O negócio entre a J&F e a Delta foi anunciado em 9 de maio. O contrato dava o direito à J&F de substituir a estrutura administrativa da Delta, incluindo presidente, diretores e membros do Conselho de Administração.

O acordo também previa um processo de auditoria nos próximos meses. Segundo o presidente do grupo, esses estudos não foram concluídos.

A J&F temia dificuldades de financiamento da empreiteira, maior recebedora de recursos federais desde 2007. Ontem, o pagamento de funcionários estava suspenso.

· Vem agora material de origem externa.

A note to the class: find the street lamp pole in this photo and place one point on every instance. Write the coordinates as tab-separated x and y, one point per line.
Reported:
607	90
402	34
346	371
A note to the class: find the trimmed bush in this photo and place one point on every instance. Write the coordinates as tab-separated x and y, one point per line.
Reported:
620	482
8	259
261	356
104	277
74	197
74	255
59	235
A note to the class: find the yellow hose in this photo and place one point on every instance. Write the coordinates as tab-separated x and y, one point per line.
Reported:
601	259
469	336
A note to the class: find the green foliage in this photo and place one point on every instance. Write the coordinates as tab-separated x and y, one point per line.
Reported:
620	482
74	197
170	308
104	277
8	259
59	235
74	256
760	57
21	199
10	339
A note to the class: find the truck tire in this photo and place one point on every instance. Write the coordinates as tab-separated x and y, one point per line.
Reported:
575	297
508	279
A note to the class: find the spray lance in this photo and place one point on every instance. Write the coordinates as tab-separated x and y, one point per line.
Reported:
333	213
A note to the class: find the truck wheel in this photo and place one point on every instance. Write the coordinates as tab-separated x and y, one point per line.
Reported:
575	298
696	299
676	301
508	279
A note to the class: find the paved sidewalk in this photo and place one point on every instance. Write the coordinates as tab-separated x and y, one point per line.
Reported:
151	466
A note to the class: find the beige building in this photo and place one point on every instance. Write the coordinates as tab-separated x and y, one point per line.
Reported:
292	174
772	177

Joesley disse que no período em que o grupo assumiu a gestão da empresa constatou diminuição no fluxo de caixa da empresa em 30% por atrasos em pagamentos. Segundo dois participantes das negociações, a intenção da J&F era ficar só com a parte “saudável” da construtora - como equipamentos e contratos com a iniciativa privada - e o acervo técnico da Delta, qualificação para participar de licitações.

 

CPI

A empreiteira Delta é apontada pela Polícia Federal como braço financeiro do esquema de Cachoeira. No último dia 29, a CPI no Congresso que investiga o suposto esquema aprovou a quebra dos sigilos bancário, fiscal e telefônico em todo o país.

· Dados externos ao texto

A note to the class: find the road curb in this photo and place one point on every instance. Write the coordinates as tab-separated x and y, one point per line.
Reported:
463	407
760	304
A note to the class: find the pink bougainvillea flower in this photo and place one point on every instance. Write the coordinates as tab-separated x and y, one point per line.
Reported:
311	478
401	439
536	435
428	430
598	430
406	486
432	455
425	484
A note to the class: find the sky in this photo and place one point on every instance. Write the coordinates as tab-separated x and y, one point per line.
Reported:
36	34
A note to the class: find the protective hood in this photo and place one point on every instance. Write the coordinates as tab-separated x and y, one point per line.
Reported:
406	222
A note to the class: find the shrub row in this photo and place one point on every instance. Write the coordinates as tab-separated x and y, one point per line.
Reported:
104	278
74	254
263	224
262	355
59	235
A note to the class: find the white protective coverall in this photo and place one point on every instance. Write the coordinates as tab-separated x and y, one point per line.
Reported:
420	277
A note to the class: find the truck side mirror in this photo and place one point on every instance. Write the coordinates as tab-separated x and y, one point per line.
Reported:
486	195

A Delta é a empresa que mais recebeu verbas do Orçamento do Executivo federal desde 2007.

 

Delta vai ao STF


Os advogados da Delta entraram ontem com um pedido no STF (Supremo Tribunal Federal) para que a CPI do Cachoeira não quebre os sigilos bancários da empresa em âmbito nacional.

De acordo com o pedido de liminar, a investigação da Polícia Federal, nas Operações Monte Carlo e Vegas, se restringe ao Centro-Oeste e não há “fundamentação necessária” para quebrar os sigilos em todo o país. “É ilegal uma decisão de quebra de sigilo que não se coadune com os fatos em apuração”, diz o documento.

O caso está nas mãos da ministra Rosa Weber. A CPI quebrou os sigilos da Delta em todo o país na terça-feira.

Segundo o pedido de liminar, não há “nenhum registro de indícios de ilicitudes praticadas com representantes da impetrante em âmbito nacional”.

Segundo o inquérito da PF, a Delta era usada pelo esquema de Carlinhos Cachoeira, preso na Operação Monte Carlo, para repassar dinheiro a empresas fantasmas. O então diretor da empresa no Centro-Oeste, Cláudio Abreu, está preso e também é apontado como membro da organização de Cachoeira.

A defesa da Delta afirma ainda não haver “motivação adequada a demonstrar a pertinência com o objeto da investigação”.